The present research determined (1) the efficacy of BI for unhealthy drug use, (2) expected length of effects, and (3) subgroup findings by setting. Findings supported continued BI delivery or re-evaluation of patient needs for unhealthy drug use in specific outpatient medical settings. Findings may help determine care delivery and resource allocation.

METHODS

The present methods are concise, as a more detailed methods protocol has been previously published.22 The methods reported in this systematic review and meta-analysis are aligned with the preferred reporting items for systematic reviews and meta-analyses guidelines for systematic review protocols (PRISMA-P)23 and is registered in PROSPERO (CRD42020157733).

Criteria for Considering Studies

Studies were limited to RCTs and cluster randomized trials (CRTs) screening for unhealthy drug use and comparing BI with usual care (UC). The population includes people presenting in outpatient medical care facilities for physical health concerns, who are screened for, and report unhealthy drug use. Unhealthy alcohol use is not included. We included BI studies ranging from 1 to 5 sessions, with each session lasting from 5 to 60 min either in-person, by phone, mailed, or web-based. UC controls could include minimal screening/assessment, sham interventions, information pamphlets about unhealthy drug use, or advice below the BI threshold. Following previous study methods, outpatient medical care was meant to capture ambulatory outpatient care — emergency and primary care. Inpatient and specialty clinics were excluded. Outpatient medical care is defined as immediately accessible care for broad health concerns, including but not limited to hospital/community primary care clinics, emergency departments, family practice, and women’s health clinics.6,10

Outcomes

Primary outcomes were (a) endpoint drug use frequency and (b) endpoint drug use severity at intermediate follow-up (4–8 months). Secondary outcomes included frequency and severity at short-term (< 4 months) and long-term (> 8 months) follow-up.

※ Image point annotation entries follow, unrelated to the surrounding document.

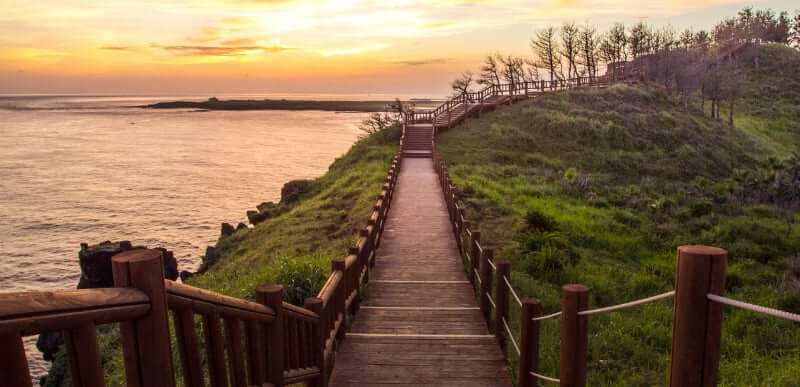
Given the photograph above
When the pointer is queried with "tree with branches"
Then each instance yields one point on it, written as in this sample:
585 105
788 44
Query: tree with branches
490 70
463 84
569 48
545 49
587 52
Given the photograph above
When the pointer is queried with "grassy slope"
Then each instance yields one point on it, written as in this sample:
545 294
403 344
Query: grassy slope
317 228
626 175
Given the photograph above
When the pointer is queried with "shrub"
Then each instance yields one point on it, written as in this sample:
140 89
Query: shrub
301 277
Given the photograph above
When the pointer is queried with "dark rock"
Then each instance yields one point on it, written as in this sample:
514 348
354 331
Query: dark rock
266 206
227 229
256 217
293 190
95 263
211 255
185 275
170 264
48 344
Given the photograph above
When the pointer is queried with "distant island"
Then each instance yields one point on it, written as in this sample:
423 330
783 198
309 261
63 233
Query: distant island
283 104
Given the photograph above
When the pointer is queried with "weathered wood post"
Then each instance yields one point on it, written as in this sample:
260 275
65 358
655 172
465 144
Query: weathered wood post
314 304
696 320
145 342
501 301
256 359
340 298
475 253
272 296
486 284
14 371
529 342
84 356
574 335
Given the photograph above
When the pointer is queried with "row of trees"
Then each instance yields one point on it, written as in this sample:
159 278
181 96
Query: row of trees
686 62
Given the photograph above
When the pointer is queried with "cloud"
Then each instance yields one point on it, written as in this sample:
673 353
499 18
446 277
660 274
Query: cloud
421 62
119 48
222 50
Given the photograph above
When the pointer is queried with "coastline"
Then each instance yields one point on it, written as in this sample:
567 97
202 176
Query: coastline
283 104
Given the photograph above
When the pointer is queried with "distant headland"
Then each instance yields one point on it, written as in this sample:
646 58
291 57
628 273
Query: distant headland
284 104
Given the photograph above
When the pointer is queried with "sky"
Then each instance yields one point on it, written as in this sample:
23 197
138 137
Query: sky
393 47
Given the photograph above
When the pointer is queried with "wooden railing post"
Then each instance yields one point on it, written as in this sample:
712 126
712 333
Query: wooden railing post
501 301
529 342
314 304
340 298
84 356
486 284
475 253
14 371
146 341
574 335
272 296
697 321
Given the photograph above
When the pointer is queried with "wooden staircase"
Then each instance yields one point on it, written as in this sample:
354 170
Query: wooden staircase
417 140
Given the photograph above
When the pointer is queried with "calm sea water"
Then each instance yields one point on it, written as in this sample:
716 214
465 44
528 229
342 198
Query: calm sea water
89 169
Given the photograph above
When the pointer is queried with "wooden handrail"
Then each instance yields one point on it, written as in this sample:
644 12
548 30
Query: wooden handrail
209 297
32 313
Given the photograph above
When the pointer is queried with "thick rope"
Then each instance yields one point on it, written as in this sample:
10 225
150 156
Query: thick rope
556 314
511 336
512 291
542 377
755 308
647 300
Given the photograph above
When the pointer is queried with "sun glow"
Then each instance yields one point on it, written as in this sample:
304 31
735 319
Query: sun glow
311 42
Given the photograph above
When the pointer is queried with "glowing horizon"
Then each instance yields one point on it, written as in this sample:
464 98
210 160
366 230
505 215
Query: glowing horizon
336 46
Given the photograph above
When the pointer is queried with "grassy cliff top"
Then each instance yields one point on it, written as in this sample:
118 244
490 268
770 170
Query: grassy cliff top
600 187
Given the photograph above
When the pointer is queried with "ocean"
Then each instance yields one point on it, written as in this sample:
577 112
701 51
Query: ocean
93 168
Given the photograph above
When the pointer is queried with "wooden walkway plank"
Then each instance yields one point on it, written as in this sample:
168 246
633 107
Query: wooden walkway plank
419 323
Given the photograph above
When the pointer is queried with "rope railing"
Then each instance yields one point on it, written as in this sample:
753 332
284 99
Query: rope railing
626 305
755 308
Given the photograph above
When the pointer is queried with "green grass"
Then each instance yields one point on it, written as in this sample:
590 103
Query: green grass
625 175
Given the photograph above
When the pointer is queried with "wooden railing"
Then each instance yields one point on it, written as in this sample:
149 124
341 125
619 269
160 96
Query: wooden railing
516 89
268 342
697 307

Frequency was measured as the number of days in a specified timeframe the primary problem substance was used. Severity was measured as a composite score which accounts for use frequency, craving, withdrawal, and consequences in physical, psychological, social, and vocational domains.

Search Strategy

We conducted a systematic search in CENTRAL, EMBASE, MEDLINE, and PsycINFO until January 13, 2021 (eTable 1 in the Appendix). Searches were supplemented with trial registries (e.g., www.clinicaltrials.gov) and through relevant existing article reference lists.

Study Selection and Data Extraction

Two reviewers independently screened, selected (moderate interrater reliability, κ = 0.66), and extracted data from studies and came to a consensus. Papers determined to be related to primary studies were collated and reported as secondary studies.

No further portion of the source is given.